Kamani and Kane clearly feel they already have sufficient technological know-how within the business to keep Boohoo ahead of the digital curve. They have calculated that the operational expertise Lyttle brings will more than compensate for any lack of online experience, while his background in growing a bricks-and-mortar business both at home and abroad gives them instant access to a wealth of knowledge as they look to grow internationally and should they choose to follow the likes of Boden and develop a physical presence at some point in the future.
What interests me, in particular, is the relationship dynamic. Retail history is littered with examples of outstanding leaders who struggled to work in partnership with a founder or founding family member (look at John Browett’s brief tenures at both Monsoon and Dunelm for two cases in point).
Managing the change involved in an outsider coming in to run a business built by entrepreneurs is notoriously difficult. Personality clashes and differences over the strategic direction of the business can all too frequently result in a terminal breakdown in relations.
The positive for Lyttle is that he already has a personal relationship with Kamani and Kane who he has known for a number of years. This will clearly be of benefit. They will know each other’s personalities and what makes the other tick, albeit working side-by-side to lead a multibillion-pound business changes the friendship dynamic significantly.

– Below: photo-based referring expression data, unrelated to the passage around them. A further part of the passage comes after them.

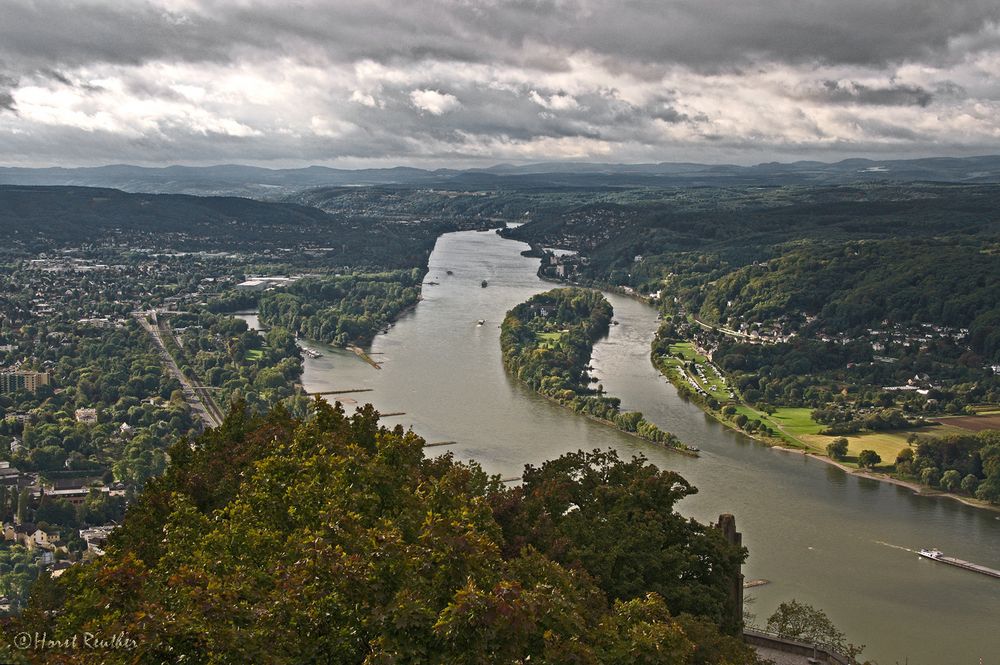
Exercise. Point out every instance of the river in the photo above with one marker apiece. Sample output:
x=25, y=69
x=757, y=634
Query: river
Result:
x=819, y=535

Lyttle now has a six month period to develop a forensic knowledge of the Boohoo business before his starting date in March. During that period, Primark will still want full value from him and I fully expect them to get it. Senior executives, particularly those that have been with a business for a long time, generally want to be seen as a good leader and will often double down on efforts to ensure their successor doesn’t inherit the kind of mess that could damage the previous incumbent’s own reputation.
The way in which Lyttle handles the move will provide a fascinating case study in a retail executives leadership transition from a bricks to a clicks environment that, if successful, could see other businesses follow Boohoo’s bold example.